ZARP has been tested with many samples, and we set default parameters to ensure optimal performance of the tools across a broad range of samples (e.g., a tool can run on multiple threads). With respect to setting the maximum memory usage per rule, Snakemake provides a variable mem_mb in the directive resources. But given that the memory usage is strongly sample-dependent (sample size, souce organism), in ZARP we use dynamic memory allocation.

We estimate the required memory based on the size of the input file using scaling factors that we have obtained empirically from the analysis of many samples. Should that initial estimate lead to a rule failing, it is re-run with an increased memory allocation. This process is repeated up to three times.

This is what the dynamic memory allocation looks like in the workflow definition file:

resources:
    mem_mb=lambda wildcards, attempt: 4096 * attempt,

In some cases the workflow might still fail. This means that you would need to manually alter the mem_mb used. The best solution for that is to increase the orginal memory used. In the above example, increase it from 4096 MB to a higher value, based on your expectations.

Globally capping resource consumption

Note that Snakemake provides configuration parameters to globally limit resource usage (both for memory and the number of CPUs/threads). If set, these will take precedence over the individual rule settings. This is useful if you are working on a laptop, or another machine with very limited resources. However, if your resources are lower than what the most resource-hungry tool integrated in ZARP requires as a minimum for a given run, you will not be able to complete that run.

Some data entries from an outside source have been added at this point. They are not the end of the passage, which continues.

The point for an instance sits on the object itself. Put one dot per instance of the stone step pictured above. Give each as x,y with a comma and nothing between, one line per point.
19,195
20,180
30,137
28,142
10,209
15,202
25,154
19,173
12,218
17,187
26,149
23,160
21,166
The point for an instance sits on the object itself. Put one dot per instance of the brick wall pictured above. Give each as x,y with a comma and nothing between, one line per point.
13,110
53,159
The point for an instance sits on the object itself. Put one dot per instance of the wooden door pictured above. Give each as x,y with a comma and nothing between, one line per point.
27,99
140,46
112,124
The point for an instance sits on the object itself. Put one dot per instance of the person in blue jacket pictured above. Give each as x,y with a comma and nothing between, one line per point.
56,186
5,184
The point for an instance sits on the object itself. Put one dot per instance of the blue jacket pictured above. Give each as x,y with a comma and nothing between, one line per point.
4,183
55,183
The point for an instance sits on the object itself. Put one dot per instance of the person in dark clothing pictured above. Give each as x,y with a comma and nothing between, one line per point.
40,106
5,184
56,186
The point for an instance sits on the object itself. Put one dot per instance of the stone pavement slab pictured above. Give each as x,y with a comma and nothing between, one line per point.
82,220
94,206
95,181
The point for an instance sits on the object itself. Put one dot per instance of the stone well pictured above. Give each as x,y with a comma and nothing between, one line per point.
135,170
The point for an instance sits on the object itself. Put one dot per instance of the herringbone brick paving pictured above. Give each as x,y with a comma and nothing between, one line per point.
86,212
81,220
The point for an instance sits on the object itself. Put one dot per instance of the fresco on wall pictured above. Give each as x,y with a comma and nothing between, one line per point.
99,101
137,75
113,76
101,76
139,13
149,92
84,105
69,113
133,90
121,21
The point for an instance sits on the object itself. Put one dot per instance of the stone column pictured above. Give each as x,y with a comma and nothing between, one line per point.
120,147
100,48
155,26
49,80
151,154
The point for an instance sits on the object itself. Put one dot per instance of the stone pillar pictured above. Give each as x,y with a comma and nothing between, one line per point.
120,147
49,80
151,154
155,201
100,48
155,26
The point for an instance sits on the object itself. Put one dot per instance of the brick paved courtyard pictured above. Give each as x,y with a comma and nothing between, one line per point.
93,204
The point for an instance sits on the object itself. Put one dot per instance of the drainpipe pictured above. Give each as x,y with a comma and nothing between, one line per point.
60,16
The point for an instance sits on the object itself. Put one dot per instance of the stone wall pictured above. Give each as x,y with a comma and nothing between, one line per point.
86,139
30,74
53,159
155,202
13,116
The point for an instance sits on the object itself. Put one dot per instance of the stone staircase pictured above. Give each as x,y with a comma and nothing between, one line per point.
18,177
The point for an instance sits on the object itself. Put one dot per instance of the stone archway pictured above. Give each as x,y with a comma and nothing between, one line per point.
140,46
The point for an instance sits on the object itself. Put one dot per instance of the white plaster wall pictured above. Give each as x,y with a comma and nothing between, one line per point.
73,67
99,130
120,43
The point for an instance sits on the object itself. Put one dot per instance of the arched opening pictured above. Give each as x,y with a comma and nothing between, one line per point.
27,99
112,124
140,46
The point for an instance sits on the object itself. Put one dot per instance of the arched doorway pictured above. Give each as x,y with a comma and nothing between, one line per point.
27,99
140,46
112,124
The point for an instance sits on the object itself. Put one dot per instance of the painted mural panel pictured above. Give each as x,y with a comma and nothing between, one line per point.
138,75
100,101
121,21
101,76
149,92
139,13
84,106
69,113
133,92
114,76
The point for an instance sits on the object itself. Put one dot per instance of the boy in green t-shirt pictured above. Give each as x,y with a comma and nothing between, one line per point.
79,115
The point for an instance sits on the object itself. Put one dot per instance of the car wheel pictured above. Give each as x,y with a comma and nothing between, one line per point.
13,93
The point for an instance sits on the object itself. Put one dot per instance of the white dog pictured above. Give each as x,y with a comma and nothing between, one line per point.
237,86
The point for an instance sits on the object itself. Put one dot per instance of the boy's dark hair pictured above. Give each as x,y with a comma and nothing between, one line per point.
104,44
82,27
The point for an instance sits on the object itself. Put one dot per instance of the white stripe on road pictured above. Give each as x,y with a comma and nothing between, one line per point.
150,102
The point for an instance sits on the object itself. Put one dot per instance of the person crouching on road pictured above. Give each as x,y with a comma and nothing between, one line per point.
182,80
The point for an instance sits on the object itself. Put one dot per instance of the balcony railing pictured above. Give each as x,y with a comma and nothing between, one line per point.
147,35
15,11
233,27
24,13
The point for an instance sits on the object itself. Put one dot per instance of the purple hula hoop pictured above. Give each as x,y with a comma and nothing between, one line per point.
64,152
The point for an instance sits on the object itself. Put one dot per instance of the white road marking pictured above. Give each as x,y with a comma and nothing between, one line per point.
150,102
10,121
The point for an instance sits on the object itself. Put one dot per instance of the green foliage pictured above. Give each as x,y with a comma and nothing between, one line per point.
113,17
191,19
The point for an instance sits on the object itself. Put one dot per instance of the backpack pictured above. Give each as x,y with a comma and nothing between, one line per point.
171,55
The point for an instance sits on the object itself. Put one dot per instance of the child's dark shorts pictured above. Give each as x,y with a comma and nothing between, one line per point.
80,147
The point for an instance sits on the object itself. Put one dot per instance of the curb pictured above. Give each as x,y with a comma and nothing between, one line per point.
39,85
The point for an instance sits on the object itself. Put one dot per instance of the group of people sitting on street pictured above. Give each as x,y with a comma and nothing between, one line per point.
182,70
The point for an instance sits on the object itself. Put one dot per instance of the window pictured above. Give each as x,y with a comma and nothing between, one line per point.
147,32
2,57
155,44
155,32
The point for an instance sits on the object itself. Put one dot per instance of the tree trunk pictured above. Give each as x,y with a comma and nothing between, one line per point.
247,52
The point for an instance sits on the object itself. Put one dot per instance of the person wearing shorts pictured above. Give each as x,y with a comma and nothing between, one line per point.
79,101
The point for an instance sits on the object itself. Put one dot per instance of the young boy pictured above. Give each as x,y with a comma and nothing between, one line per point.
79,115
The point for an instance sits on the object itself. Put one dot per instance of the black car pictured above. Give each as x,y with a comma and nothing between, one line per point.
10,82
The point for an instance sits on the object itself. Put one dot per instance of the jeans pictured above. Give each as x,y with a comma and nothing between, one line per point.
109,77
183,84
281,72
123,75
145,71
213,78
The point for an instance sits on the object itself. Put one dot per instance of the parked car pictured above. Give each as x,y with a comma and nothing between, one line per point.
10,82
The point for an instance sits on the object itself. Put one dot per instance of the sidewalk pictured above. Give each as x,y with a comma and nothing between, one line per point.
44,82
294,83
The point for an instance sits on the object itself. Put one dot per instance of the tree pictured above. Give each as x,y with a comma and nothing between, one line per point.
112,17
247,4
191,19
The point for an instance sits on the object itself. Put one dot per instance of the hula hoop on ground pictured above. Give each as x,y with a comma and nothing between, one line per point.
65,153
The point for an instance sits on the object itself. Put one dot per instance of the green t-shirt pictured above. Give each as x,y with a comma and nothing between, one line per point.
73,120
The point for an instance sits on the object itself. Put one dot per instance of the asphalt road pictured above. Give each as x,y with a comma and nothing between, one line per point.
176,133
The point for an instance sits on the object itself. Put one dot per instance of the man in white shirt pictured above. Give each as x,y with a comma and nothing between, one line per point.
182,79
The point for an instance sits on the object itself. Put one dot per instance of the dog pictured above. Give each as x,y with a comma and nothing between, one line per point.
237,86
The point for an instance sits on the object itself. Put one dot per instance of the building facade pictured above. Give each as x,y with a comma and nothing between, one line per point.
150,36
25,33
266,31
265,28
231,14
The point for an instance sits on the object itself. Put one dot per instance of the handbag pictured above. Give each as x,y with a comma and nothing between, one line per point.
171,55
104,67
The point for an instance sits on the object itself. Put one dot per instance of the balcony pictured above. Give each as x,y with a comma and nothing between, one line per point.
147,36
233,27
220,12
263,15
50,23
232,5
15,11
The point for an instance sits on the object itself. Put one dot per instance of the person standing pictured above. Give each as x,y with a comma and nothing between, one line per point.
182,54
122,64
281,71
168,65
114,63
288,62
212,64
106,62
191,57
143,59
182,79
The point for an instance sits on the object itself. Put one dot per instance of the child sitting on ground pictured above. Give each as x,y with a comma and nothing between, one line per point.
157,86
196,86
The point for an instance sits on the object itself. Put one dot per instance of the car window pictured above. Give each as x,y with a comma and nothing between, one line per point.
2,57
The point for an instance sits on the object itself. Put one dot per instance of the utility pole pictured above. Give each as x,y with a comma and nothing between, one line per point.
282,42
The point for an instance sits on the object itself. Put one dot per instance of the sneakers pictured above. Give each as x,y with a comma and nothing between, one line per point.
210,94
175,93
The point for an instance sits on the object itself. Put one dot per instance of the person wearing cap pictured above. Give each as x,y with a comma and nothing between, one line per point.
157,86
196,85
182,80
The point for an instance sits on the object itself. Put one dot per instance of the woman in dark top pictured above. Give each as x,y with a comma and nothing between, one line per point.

When you submit a workflow to an HPC cluster, additional parameters can be configured through Snakemake profiles. In the profiles/ directory, yo can a few basic options that have proven useful for us. For example, the slurm-conda profile is available, and, as the name suggests, it submits jobs to a Slurm-managed HPC cluster while using Conda to manage the dependencies for each workflow rule.

Using profiles, you can also set default resources that are applied to all jobs, unless explicitly specified. For example, if you want to set the default memory used for all rules, add or modify the following line in the profile configuration:

default-resources: mem_mb=1024

Where to configure runtime limits?

Some parameters, including runtime limits, can only be set in your workload manager configuration. In the case of Slurm, this is in slurm-config.json.